POC applications for identity management and RDF data

“Patter” is slang for tits in Danish

There’s so many places I could go with this material

something about decentralised ids . Maybe useful.
https://w3c-ccg.github.io/did-spec/

I’m reading the above as “this is the place for posting about the experimental API” so…

Context

Having taken a pause with SAFE Drive etc I’m back to working on compatibility with Solid apps (SAFE Plume was almost a year ago!).

The aim is for someone who has a Solid app to be able to run it on SAFE with as little work as possible, and for anyone familiar with creating Solid apps, or who knows the web specs relating to Solid (RDF, WebID and LDP) to find it easy to migrate to or build directly on SAFE.

Status

I’ve updated the SafenetworkJS support for LDP which was used in the Plume demo, and created a fork of solid-auth-client. Using those, and no other changes, I have one Solid app working (solid-filemanager but not yet ready for public consumption.

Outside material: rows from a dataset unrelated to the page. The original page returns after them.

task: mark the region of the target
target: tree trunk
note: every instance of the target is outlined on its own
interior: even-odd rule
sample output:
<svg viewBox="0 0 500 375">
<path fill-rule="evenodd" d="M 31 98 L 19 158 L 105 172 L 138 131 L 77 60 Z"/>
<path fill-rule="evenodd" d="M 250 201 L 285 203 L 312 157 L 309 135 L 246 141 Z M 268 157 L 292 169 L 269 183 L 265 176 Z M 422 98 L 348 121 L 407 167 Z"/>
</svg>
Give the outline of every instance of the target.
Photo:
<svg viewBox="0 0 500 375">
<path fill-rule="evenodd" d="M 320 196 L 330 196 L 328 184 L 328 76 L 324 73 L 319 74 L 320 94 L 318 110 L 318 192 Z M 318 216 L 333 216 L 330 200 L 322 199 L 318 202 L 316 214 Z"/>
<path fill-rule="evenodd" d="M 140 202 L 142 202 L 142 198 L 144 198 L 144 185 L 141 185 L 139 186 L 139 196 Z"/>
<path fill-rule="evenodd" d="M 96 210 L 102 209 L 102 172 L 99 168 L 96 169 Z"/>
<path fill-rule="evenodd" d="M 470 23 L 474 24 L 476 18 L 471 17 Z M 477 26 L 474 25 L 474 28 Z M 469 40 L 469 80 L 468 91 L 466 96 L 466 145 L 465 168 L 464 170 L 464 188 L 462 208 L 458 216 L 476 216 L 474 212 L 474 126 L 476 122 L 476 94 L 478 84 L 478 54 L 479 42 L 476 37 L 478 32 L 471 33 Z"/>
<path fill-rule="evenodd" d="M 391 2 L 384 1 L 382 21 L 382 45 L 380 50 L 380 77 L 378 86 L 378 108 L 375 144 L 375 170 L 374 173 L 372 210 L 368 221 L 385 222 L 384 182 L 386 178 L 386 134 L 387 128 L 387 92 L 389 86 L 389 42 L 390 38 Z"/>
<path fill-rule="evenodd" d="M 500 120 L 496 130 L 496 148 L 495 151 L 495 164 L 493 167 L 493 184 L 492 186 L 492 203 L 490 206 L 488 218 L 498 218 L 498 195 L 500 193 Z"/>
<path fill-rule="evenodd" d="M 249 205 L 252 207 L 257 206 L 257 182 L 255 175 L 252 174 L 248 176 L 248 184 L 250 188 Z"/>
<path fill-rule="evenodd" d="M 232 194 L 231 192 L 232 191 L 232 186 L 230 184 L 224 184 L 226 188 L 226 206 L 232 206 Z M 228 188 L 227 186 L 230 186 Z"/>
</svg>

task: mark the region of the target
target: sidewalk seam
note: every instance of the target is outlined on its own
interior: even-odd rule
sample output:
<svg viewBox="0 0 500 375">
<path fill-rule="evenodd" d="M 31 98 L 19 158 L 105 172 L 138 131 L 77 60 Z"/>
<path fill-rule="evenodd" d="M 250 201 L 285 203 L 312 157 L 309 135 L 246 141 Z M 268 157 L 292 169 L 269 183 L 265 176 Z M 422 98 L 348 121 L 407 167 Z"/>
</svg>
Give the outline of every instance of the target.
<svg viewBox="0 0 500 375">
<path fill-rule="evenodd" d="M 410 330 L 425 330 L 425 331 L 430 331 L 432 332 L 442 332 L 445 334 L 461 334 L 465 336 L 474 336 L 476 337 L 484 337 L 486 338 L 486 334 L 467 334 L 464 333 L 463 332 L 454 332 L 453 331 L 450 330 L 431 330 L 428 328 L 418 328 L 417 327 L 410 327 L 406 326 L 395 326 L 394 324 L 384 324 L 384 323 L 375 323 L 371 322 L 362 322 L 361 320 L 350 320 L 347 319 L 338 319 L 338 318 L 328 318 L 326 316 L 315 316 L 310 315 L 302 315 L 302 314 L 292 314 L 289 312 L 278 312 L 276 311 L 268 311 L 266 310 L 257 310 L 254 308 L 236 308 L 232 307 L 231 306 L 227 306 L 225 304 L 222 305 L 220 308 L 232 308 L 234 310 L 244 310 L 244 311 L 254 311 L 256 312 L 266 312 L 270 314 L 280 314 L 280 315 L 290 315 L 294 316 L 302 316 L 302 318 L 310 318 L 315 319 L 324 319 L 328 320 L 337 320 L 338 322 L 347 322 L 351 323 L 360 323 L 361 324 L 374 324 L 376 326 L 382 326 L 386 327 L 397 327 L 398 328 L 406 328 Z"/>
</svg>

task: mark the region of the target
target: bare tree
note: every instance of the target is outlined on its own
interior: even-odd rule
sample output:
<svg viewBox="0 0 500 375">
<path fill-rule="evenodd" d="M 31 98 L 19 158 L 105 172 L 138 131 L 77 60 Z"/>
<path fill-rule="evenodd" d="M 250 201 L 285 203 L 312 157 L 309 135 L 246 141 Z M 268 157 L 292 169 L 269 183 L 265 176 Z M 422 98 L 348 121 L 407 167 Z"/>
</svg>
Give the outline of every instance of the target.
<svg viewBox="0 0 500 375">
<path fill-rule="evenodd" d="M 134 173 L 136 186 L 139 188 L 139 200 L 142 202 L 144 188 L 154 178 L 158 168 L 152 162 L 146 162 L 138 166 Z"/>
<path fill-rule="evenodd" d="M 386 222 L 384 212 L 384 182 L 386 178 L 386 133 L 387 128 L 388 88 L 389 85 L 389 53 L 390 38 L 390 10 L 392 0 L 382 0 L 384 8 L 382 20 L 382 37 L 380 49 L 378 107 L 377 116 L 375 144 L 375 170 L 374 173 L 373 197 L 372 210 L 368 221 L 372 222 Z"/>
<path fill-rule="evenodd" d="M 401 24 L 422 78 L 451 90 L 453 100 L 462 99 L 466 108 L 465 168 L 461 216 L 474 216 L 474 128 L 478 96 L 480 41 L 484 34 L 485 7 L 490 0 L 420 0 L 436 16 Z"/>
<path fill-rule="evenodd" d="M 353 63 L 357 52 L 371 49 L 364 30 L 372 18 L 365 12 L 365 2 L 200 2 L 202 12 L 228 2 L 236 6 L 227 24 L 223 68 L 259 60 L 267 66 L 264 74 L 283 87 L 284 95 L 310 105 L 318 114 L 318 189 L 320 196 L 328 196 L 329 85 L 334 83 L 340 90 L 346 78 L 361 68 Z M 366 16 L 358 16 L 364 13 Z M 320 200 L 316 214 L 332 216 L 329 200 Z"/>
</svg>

This demonstrates that authorisation and simple file access can work without code changes to the Solid app (though it is only the first so I’m not sure how many apps this will be true for).

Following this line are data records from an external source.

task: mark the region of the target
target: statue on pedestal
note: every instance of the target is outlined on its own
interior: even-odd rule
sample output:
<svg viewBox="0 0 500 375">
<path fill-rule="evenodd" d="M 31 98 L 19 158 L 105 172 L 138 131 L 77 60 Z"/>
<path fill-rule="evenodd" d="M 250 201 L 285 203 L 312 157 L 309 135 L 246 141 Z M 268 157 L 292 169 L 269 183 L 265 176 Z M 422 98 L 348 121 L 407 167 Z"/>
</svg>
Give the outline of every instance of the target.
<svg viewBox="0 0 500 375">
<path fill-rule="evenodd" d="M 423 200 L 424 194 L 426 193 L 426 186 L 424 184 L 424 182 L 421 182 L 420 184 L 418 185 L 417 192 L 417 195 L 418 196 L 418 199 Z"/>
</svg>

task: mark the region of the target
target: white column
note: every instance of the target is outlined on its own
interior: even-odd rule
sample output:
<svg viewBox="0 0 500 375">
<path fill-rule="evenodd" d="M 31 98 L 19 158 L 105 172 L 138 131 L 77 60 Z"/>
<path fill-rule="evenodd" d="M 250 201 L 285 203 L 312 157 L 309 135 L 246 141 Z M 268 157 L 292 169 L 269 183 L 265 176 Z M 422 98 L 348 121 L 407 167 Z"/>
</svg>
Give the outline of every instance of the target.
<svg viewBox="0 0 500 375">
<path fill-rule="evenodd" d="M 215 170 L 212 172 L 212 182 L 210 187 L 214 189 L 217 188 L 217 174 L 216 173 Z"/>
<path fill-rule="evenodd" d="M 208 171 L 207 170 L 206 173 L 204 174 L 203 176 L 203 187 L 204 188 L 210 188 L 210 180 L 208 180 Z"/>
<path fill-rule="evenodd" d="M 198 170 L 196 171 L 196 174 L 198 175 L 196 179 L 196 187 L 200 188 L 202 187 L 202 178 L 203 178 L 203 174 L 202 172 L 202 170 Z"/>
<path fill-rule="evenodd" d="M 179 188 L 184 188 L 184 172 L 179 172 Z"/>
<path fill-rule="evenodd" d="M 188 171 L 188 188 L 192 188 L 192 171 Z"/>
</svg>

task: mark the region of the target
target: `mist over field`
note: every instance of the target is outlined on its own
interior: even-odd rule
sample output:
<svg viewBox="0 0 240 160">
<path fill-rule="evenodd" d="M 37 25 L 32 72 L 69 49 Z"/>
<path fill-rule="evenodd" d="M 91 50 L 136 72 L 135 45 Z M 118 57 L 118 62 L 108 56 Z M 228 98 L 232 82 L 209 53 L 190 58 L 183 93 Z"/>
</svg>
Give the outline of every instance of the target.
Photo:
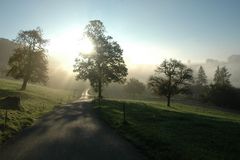
<svg viewBox="0 0 240 160">
<path fill-rule="evenodd" d="M 14 43 L 8 39 L 0 38 L 0 71 L 1 76 L 6 74 L 7 62 L 9 57 L 13 54 Z M 75 76 L 72 73 L 71 68 L 66 68 L 62 65 L 62 61 L 51 56 L 51 53 L 48 53 L 49 59 L 49 81 L 48 86 L 54 88 L 74 88 L 76 86 L 89 87 L 88 82 L 75 81 Z M 174 58 L 174 57 L 172 57 Z M 137 78 L 143 83 L 147 83 L 149 76 L 154 73 L 154 70 L 157 66 L 161 64 L 159 60 L 158 64 L 131 64 L 127 63 L 128 67 L 128 79 Z M 235 87 L 240 87 L 240 55 L 229 56 L 228 59 L 220 61 L 218 59 L 206 59 L 203 63 L 194 63 L 194 60 L 190 60 L 188 63 L 185 63 L 187 66 L 193 69 L 194 76 L 196 76 L 197 71 L 200 66 L 206 72 L 208 83 L 212 83 L 214 73 L 217 69 L 217 66 L 223 67 L 226 66 L 229 72 L 232 74 L 230 80 L 232 85 Z"/>
</svg>

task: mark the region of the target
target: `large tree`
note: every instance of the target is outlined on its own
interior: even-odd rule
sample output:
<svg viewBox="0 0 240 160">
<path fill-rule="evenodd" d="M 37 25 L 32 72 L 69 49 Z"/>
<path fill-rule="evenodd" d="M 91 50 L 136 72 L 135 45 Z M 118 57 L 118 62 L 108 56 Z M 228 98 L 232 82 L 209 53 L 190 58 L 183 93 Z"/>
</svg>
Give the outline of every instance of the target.
<svg viewBox="0 0 240 160">
<path fill-rule="evenodd" d="M 122 57 L 120 45 L 107 36 L 105 27 L 100 20 L 90 21 L 85 27 L 84 35 L 94 45 L 90 54 L 81 53 L 75 60 L 74 72 L 76 79 L 89 80 L 91 86 L 98 92 L 98 99 L 102 98 L 102 88 L 110 82 L 124 82 L 127 68 Z"/>
<path fill-rule="evenodd" d="M 218 66 L 214 74 L 214 79 L 213 79 L 214 85 L 231 86 L 230 77 L 231 77 L 231 74 L 228 72 L 225 66 L 222 68 Z"/>
<path fill-rule="evenodd" d="M 27 83 L 39 82 L 45 84 L 47 76 L 47 56 L 45 54 L 46 39 L 38 27 L 33 30 L 20 31 L 14 40 L 17 48 L 9 58 L 10 70 L 7 76 L 23 79 L 21 89 L 25 90 Z"/>
<path fill-rule="evenodd" d="M 149 78 L 148 86 L 157 95 L 167 97 L 170 106 L 171 97 L 178 93 L 186 93 L 192 81 L 192 69 L 175 59 L 164 60 Z"/>
</svg>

Now I’m looking at how to make access to WebIDs work equally smoothly. I have the same app picking up the SAFE WebID (again without code changes to the app), but the SAFE way of tying the two together (WebID and storage) is non-standard, and would not work as is.

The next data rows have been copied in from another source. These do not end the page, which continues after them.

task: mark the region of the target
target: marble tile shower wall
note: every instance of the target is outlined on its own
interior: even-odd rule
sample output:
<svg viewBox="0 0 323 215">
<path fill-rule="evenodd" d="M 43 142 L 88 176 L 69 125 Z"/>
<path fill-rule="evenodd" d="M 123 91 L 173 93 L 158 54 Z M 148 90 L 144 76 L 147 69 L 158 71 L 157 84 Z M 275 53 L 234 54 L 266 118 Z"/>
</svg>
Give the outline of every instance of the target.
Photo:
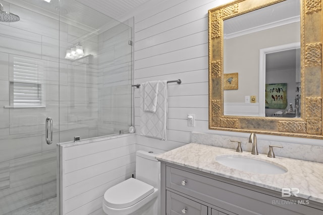
<svg viewBox="0 0 323 215">
<path fill-rule="evenodd" d="M 97 35 L 87 38 L 82 43 L 86 47 L 85 51 L 92 57 L 78 62 L 65 60 L 66 48 L 89 31 L 59 23 L 58 17 L 48 15 L 48 12 L 44 15 L 1 2 L 21 17 L 17 23 L 0 24 L 0 214 L 3 214 L 56 196 L 59 117 L 61 141 L 70 140 L 76 135 L 84 138 L 97 134 L 98 69 Z M 45 108 L 4 108 L 9 105 L 13 67 L 10 59 L 13 56 L 36 59 L 43 65 Z M 44 141 L 47 116 L 54 119 L 51 145 Z"/>
<path fill-rule="evenodd" d="M 132 29 L 121 23 L 98 36 L 99 135 L 131 123 Z"/>
</svg>

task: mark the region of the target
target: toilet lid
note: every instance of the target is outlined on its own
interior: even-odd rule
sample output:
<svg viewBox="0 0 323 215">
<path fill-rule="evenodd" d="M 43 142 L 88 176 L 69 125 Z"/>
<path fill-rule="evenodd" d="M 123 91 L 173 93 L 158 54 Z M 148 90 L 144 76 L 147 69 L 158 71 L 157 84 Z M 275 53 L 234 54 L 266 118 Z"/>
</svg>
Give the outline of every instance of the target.
<svg viewBox="0 0 323 215">
<path fill-rule="evenodd" d="M 108 189 L 104 201 L 109 207 L 123 208 L 135 204 L 153 191 L 152 186 L 131 178 Z"/>
</svg>

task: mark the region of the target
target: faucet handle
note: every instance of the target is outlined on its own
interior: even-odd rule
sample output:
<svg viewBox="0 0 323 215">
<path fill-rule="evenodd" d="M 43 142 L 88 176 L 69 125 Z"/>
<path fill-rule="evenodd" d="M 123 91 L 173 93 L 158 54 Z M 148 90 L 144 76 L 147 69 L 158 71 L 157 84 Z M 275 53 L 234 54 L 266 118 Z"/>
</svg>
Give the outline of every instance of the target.
<svg viewBox="0 0 323 215">
<path fill-rule="evenodd" d="M 275 153 L 274 153 L 274 151 L 273 151 L 273 147 L 277 147 L 278 148 L 284 148 L 281 146 L 269 145 L 269 152 L 268 152 L 268 155 L 267 155 L 267 157 L 273 158 L 275 158 Z"/>
<path fill-rule="evenodd" d="M 237 147 L 237 150 L 236 152 L 242 152 L 242 148 L 241 148 L 241 141 L 239 140 L 232 140 L 230 139 L 231 142 L 238 142 L 238 147 Z"/>
</svg>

I have a solution in mind using my LDP emulation, so that if a Solid app tries to access storage based on the WebID (as solid-filemanager does) it can ‘just work’ without code changes, as follows:

Attempting to follow convention, solid-filemanager assumes that storage for a WebID safe://me.happybeing#me will be accessible at safe://me.happybeing (it assumes the ‘host’ will be the root of storage which is the case for a Solid POD, and I think other apps will make this assumption even though it isn’t mandatory). I can emulate that, and provide ways to determine the storage location from the WebID profile, but the SAFE API doesn’t represent this in quite the way Solid does which will be confusing and make it hard to provide a seamless way for Solid apps to access WebID profiles. This is because Solid WebIDs are typically represented as safe://me.happybeing/profile/card#me rather than safe://me.happybeing#me.

Proposal

So I’d like to suggest that the SAFE WebID API (or rather the URI representation) be changed so that a SAFE WebID includes the profile as well as the ‘host’ (i.e. safe://me.happybeing/profile/card#me). This may seem clunky to those implementing the Maidsafe code, because a SAFE WebID is not a file (it’s an entry in the _publicNames container), but it is intuitive as an API and for my emulation at least it will enable greater compatibility with the Solid API. It also makes it easier to map this API in an intuitive way to other apps such as SAFE Drive.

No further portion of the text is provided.